= Elias White =

American politician

Elias Nelson White (June 26, 1826 – January 24, 1916) was an American farmer and produce dealer from Burlington, Wisconsin who spent three one-year terms (1874–1876) as a "People's Reform" member of the Wisconsin State Assembly.

== Background ==
White was born June 26, 1826, in Lyons, New York, where he received a common school education. He became a farmer and produce dealer; and moved from New York state to Waukegan, Illinois in 1852, and from there to Lyons in Walworth County, Wisconsin in 1860. He was postmaster in Lyons for four years before moving from Lyons to Burlington in 1868.

== Elective office ==
He served two years as chairman of the town board of Burlington, and on the Racine County, Wisconsin board of supervisors; and was twice elected chairman of the county board.

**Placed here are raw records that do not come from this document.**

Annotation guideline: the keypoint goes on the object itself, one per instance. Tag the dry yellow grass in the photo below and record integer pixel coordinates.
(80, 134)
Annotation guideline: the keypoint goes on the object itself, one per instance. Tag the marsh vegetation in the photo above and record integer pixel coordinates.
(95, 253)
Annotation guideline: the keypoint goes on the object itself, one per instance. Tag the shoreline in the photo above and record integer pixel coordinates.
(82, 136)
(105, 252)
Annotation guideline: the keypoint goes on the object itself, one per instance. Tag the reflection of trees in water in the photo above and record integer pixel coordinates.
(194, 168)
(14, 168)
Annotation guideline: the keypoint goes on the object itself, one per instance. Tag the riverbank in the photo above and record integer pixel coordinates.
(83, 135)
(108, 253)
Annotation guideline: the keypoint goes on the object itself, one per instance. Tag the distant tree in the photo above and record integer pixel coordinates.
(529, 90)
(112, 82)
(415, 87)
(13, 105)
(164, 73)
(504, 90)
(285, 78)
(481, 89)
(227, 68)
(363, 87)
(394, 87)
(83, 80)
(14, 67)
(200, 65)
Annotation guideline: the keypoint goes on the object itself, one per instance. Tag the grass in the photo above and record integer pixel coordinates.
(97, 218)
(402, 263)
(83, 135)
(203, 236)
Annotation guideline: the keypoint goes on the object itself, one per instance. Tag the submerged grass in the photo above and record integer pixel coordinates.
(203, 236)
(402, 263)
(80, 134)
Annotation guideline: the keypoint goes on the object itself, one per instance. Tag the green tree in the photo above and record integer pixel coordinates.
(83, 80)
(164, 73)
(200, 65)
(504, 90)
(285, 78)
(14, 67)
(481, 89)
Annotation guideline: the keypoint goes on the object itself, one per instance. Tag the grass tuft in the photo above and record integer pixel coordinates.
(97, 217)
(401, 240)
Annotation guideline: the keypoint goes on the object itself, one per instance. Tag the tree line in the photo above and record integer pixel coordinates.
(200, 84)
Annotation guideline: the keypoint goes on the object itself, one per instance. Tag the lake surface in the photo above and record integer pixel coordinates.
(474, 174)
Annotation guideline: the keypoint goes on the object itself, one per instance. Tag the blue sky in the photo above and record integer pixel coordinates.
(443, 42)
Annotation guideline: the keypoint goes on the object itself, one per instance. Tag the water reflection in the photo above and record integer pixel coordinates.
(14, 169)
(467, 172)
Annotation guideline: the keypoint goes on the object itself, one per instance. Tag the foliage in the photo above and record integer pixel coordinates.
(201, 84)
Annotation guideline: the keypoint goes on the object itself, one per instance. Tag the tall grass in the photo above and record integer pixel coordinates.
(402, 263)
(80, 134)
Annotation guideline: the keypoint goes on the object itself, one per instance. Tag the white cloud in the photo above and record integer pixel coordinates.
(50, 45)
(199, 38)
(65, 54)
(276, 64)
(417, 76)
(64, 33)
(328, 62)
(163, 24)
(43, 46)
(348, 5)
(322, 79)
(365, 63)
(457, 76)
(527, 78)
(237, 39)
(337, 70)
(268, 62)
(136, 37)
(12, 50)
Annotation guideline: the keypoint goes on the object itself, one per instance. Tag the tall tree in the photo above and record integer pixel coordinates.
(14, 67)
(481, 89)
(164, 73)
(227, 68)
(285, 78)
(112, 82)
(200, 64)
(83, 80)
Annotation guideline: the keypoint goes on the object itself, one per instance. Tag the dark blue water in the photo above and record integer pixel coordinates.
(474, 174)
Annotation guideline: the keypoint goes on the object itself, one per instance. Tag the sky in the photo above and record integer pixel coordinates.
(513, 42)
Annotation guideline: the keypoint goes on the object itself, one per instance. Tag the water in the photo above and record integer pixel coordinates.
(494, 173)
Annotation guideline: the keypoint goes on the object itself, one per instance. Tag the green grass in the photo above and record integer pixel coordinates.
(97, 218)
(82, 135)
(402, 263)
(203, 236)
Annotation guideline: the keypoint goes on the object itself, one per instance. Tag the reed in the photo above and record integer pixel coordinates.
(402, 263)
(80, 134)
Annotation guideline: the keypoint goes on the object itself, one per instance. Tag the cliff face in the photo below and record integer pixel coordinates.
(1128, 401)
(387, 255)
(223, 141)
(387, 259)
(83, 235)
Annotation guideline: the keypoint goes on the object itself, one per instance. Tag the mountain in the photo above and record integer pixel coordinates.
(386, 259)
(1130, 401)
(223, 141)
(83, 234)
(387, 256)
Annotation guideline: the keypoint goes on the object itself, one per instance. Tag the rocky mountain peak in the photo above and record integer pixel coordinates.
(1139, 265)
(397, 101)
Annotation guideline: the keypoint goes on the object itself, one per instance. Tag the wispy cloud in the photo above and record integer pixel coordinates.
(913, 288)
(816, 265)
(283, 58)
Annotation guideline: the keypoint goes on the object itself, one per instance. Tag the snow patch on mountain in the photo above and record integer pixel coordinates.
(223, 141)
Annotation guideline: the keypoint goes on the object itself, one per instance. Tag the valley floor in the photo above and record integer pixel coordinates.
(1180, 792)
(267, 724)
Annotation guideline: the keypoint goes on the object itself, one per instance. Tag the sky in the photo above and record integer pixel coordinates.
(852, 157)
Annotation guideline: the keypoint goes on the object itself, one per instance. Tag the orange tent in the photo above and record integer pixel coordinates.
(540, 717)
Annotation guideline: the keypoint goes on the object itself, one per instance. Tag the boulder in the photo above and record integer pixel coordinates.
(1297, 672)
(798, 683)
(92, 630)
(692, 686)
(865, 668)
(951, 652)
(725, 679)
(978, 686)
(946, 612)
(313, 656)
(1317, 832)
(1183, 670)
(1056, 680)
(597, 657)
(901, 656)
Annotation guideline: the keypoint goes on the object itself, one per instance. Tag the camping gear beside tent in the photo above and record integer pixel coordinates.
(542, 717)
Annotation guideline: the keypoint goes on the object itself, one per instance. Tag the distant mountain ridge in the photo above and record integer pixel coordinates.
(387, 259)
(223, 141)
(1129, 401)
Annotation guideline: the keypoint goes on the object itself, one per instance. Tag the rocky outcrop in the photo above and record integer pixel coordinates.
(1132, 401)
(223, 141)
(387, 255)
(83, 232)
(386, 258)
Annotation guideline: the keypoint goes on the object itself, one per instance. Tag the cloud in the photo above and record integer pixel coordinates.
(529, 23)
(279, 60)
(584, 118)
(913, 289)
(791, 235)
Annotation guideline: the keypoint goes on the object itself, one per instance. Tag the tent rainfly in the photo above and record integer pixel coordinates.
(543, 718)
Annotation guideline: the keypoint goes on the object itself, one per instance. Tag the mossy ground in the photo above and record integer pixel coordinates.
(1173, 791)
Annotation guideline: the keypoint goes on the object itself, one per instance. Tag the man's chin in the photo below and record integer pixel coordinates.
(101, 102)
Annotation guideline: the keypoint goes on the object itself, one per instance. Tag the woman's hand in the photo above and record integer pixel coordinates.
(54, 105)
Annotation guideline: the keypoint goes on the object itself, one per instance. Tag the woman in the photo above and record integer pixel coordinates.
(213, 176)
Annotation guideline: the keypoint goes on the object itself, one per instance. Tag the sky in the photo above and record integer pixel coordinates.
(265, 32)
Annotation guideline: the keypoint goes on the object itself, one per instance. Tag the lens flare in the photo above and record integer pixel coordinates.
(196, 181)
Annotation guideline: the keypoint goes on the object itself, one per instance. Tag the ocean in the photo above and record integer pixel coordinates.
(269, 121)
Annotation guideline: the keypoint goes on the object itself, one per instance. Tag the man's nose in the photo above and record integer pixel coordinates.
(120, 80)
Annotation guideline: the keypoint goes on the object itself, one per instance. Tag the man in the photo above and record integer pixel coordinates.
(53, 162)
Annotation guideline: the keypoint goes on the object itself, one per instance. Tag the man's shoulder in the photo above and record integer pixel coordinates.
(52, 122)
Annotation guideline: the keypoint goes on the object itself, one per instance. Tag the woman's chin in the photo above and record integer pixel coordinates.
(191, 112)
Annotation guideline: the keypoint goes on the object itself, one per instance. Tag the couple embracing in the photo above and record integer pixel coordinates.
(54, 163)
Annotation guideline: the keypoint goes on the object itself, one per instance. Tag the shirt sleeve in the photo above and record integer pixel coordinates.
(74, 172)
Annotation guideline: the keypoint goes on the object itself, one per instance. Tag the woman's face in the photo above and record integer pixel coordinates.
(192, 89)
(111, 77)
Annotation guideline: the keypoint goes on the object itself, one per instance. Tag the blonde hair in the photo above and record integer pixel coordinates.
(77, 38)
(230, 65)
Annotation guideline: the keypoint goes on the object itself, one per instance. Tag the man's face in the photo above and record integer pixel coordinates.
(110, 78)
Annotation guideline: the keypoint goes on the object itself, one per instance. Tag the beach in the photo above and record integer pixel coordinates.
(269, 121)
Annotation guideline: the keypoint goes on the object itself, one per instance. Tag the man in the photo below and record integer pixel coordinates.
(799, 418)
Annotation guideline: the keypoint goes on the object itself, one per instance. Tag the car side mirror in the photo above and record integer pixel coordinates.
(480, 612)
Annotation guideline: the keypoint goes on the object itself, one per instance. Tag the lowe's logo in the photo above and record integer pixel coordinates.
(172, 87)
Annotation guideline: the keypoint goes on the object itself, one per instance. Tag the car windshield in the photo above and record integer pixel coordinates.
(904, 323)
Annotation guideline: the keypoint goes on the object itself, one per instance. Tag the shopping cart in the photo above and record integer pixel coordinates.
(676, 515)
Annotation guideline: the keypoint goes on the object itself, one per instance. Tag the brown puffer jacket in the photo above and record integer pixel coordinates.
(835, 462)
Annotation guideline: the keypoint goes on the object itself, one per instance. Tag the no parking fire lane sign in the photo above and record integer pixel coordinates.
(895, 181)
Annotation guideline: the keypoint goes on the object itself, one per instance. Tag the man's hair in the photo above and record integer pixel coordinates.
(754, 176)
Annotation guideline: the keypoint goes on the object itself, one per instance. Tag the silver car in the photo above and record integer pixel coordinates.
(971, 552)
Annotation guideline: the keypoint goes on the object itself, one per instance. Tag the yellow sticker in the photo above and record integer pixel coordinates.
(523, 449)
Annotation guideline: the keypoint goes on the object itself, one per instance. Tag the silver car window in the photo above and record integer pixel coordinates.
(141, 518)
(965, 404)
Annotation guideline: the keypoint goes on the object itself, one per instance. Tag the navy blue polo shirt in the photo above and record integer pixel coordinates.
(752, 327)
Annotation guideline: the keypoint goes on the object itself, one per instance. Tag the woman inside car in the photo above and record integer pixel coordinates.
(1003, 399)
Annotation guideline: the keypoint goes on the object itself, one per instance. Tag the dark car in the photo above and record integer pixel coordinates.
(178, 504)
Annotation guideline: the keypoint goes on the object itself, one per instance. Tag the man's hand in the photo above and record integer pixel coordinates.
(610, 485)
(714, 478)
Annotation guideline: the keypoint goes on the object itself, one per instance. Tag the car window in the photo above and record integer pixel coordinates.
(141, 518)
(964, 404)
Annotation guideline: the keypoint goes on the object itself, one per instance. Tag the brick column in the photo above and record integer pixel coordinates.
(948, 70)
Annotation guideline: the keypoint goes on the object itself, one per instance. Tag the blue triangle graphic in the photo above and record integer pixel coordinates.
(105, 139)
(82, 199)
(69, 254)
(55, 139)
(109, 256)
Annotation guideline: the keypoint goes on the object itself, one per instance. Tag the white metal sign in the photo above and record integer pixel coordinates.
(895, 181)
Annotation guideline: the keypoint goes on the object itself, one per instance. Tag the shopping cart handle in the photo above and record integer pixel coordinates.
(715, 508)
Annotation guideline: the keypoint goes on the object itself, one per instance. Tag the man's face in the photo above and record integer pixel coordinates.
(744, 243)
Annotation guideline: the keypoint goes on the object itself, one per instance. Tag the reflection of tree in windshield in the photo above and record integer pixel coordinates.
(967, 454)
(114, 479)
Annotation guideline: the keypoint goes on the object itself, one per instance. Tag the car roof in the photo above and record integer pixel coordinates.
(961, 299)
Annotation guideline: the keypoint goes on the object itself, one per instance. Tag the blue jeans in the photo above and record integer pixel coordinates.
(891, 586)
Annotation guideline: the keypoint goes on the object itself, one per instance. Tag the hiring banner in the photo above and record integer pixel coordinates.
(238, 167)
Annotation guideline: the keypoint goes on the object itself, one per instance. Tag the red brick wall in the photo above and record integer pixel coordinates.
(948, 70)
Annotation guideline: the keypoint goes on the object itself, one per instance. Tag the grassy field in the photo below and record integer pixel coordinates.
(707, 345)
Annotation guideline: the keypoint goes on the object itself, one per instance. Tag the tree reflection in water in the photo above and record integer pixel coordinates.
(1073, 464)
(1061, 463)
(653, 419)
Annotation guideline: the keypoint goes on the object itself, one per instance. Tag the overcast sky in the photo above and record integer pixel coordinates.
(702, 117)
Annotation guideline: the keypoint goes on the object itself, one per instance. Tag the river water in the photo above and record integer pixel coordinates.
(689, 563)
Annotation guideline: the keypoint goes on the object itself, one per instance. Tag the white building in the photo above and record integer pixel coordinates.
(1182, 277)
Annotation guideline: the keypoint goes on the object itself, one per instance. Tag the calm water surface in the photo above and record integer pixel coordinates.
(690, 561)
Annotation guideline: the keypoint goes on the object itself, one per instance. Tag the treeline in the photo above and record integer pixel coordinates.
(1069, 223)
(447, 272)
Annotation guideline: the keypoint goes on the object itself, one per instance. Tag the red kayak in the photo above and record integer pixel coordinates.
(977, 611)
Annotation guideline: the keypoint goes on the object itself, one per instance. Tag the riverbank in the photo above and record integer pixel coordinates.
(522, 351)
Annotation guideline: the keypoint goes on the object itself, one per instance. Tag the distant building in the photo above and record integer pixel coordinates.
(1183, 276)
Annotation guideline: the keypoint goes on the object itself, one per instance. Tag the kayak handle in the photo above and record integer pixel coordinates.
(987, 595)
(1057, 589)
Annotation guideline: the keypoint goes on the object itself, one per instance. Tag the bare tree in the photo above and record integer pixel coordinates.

He ran for the Assembly for the second Racine County district in 1871 as a Democrat, losing to Republican William Vail Moore with 970 votes to Moore's 1184. He was elected in 1873 as part of the "Reform" or "People's Reform" party, a coalition of Democrats, reform and Liberal Republicans, and Grangers, which secured the election of William Robert Taylor as Governor in 1873; with 1,106 votes, against 1,005 for Republican John Balloch (Republican incumbent Richard Richards was not a candidate for re-election). He was assigned to the standing committees on insurance, banks and banking; and on assessment and collection of taxes. He was re-elected in 1874 (1430 votes to 1199 for former Assemblyman Republican Hiram D. Morse) and again in 1875, receiving 1,054, against 1,003 for Republican Peter Meyers. He was not a candidate for re-election in 1876, and was succeeded by Republican John T. Rice.